Уста ее злы и упоительны, как вино из Самоса, сладки, как мед с горы Гимета; тело гладко и пламенно кровью, как зажженное масло; руки белы и гибки, как плющ, обвивают мужей, погружая их в сон и страстью связуя.
Словно четвертая Харис, она – воплощенье красы, обаянья, веселья и счастья, она образец красоты, любимица муз, и богов Олимпа достоин тот пир, когда она пляшет».
Он оборвал, потому что зазвенели лютни и гусли, зазвучали тамбурины, застучали кастаньеты, и по сцене пронеслась точно целая буря красок.
Это вбежала Мария в прозрачных развевающихся покрывалах, сквозь которые просвечивали ее дивные формы, выглядывали, словно сквозь синий туман, точно из-за алых, озаренных солнцем облаков, скрывались точно в лазурь пенящихся вод, играли кругами цветистой радуги.

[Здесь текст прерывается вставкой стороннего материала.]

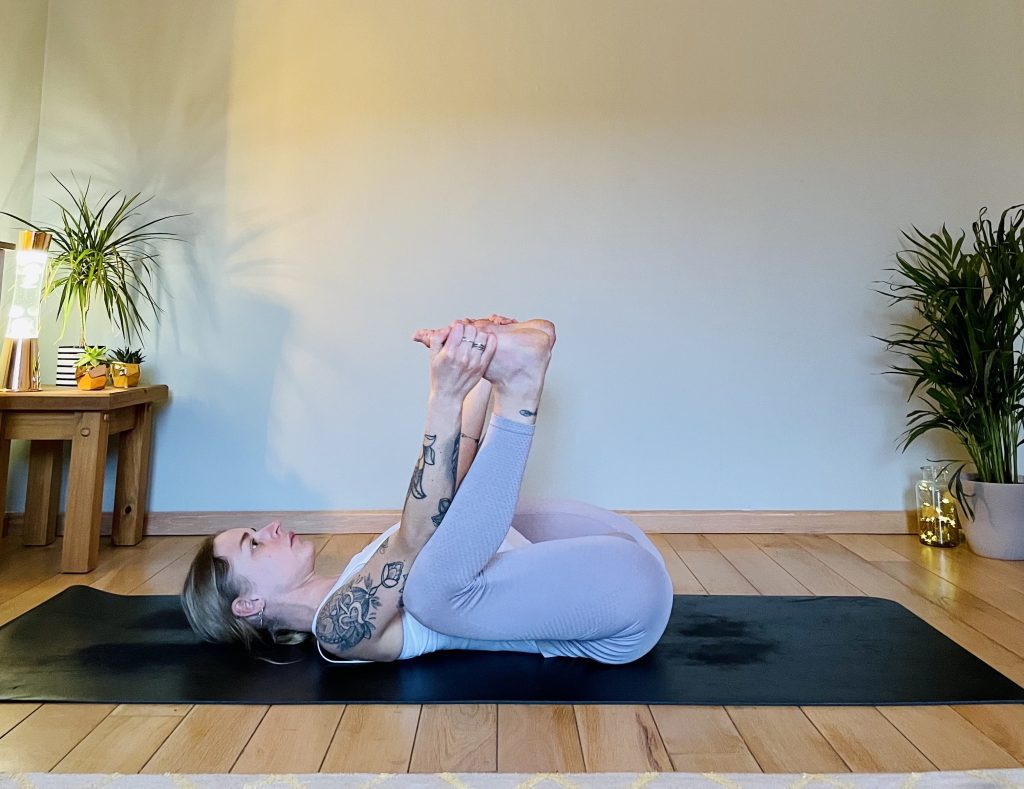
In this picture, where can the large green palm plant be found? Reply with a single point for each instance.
(966, 357)
(99, 256)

Точно вспышки огня развевались в пляске еле связанные кудри ее волос, обтекали ее струями кипящей смолы, рассыпались снопами искр, опоясывали ее точно янтарное ожерелье.
Вверху, точно белые мотыльки, трепетали белоснежные ладони ее согнутых дугою рук, сияло розовое лицо и искрящиеся, как звезды, синие глаза.

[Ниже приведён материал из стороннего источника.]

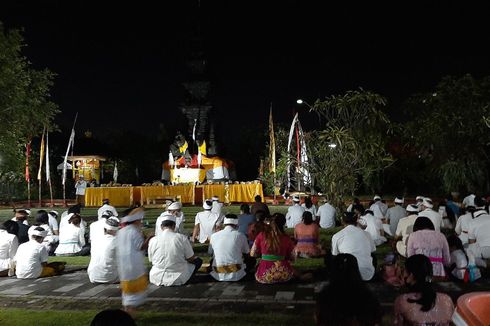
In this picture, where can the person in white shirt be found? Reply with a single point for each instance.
(106, 207)
(72, 238)
(103, 265)
(294, 215)
(205, 223)
(175, 209)
(8, 245)
(53, 222)
(97, 228)
(427, 211)
(228, 247)
(80, 187)
(217, 206)
(379, 208)
(173, 260)
(479, 233)
(394, 214)
(374, 227)
(469, 201)
(352, 240)
(326, 215)
(463, 225)
(31, 259)
(310, 207)
(404, 228)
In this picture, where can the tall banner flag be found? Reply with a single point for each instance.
(41, 156)
(115, 174)
(272, 145)
(48, 174)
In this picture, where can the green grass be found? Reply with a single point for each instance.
(21, 317)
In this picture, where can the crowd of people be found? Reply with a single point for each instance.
(254, 244)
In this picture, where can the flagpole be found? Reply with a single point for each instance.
(64, 162)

Внизу мелькали босые ноги, подымавшие ее ввысь, точно легкие крылья белых голубей.
Казалось, будто она танцует на одном месте, потому что ее танец состоял не в движениях ног, а в движениях всего тела – это были как бы сменяющиеся в одно мгновенье одна другою позы, пластически изображающие путь любви.
Пугливым взмахом как бы защищающихся рук, встревоженной защитной позой, завесой из опущенных ресниц она передала первый, сладостный, трогательный момент девичьей застенчивости.

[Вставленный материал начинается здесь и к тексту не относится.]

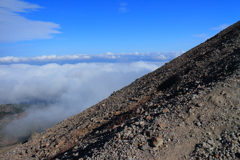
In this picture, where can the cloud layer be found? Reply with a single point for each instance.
(65, 89)
(15, 27)
(107, 57)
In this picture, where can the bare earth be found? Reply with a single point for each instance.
(187, 109)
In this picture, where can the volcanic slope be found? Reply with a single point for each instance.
(187, 109)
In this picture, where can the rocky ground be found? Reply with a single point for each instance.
(187, 109)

Потом она томно закрыла глаза, лениво потянулась, перегибаясь в бедрах, раскрыла, точно после поцелуя, алые, как кровь, лепестки губ и, расправляя руками прозрачные покровы, стала танцевать медленно, потом быстрее, задорнее, и потом совсем быстро до головокружения, до беспамятства.
Охваченная страстью и порывом, она, казалось, горела в бушующем море своих огненных волос, растворяла свою красоту в радуге развевающихся покрывал. Вдруг она взлетела вверх и минуту точно парила разноцветными крыльями в воздухе – коснулась пола, и стали утихать и замедляться ее движения.
Опадали одна за другой ткани, нежно и легко облегавшие ее пышные формы. Она остановилась и испустила вздох. Широко открыла закрытые прежде глаза и провела по залу смелым, властным, царственным взглядом, как сознавшая уже свою красоту, свое обаяние и силу женщина.
Ее искрящиеся глаза, пунцовые, налитые уста и, точно высвобождающаяся из облаков, ее страстная фигура выражали жгучую жажду наслаждения.
И вдруг быстрым, решительным движением она отбросила первое, красное, покрывало, и, в то время как оно медленно расстилалось по полу, она обернулась, поворачивая к застывшим в немом оцепенении зрителям обнаженные плечи, руки и вздымаемые быстрым движением, смотрящие в стороны груди. Скрестив свои белые руки, она сблизила обе груди и стала баюкать их, словно розовые пухлые тела двух целующихся амуров.